My dorm room was located on the first floor, so I only had four cement steps to go down and it was a straight shot out of the building and I would be on my way all the way across campus to Russian. Awesome. I pushed open the stairwell door, and with the motion, hurled my iPod directly out of my sweaty little palm and down the four steps which I would forever remember as oppressive and mocking.
Ting. Clang. Thud. Scratch. Slide. There went my iPod. I picked it up. No visible damage. I went to turn it on. Nothing.Nothing. In one sweeping motion and four small steps I broke the only thing to occupy me from my freshman hall to literally one of the farthest, un-air-conditioned buildings on campus. Fuck. I choked back a tear, threw my iPod into the side pocket of my backpack and trudged out into the unbelievably humid September midday heat.
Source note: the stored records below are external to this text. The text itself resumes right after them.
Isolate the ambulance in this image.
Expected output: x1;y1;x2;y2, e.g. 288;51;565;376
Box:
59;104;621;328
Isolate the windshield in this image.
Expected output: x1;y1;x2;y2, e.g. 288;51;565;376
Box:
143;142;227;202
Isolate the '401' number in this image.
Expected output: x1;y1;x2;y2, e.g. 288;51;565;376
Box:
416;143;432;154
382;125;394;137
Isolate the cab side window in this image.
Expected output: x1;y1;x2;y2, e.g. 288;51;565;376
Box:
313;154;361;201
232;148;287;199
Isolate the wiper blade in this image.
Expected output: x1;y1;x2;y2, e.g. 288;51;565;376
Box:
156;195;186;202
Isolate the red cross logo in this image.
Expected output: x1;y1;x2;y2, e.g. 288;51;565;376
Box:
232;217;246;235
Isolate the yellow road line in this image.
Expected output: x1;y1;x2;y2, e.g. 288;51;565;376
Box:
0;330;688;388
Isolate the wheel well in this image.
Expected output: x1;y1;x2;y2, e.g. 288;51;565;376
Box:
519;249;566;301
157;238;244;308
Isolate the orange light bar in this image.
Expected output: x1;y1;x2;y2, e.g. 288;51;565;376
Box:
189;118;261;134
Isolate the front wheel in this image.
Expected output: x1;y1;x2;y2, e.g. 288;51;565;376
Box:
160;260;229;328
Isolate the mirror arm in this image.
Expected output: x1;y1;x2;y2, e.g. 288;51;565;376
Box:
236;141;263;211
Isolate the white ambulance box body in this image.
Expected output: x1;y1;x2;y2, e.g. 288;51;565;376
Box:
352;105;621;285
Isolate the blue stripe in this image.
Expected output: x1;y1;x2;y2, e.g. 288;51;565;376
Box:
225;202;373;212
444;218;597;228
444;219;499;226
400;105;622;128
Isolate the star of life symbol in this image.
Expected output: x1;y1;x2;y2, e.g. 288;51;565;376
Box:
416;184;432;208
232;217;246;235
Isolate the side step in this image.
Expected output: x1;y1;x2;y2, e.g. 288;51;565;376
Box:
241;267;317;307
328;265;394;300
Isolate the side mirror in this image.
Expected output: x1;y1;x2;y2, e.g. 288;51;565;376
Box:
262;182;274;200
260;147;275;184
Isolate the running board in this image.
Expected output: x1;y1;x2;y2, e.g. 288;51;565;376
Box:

Was it this hot this whole time? Am I just stressed? Oh god my feet are so sweaty.
In my too-tight shirt, my now-slippery plastic shoes, and my dark pants, without music, without hope left, I power walked with an over-sized backpack to class and still managed to be fifteen minutes late for my first lesson in Russian. Pit stains went down to my love handles, my hair was frizzed out uncontrollably but I couldn’t put it up at the risk of exposing my underarms to the other eight people who elected to learn a new alphabet on Wednesday’s between four and seven pm.
Is this what I intended by reinventing myself?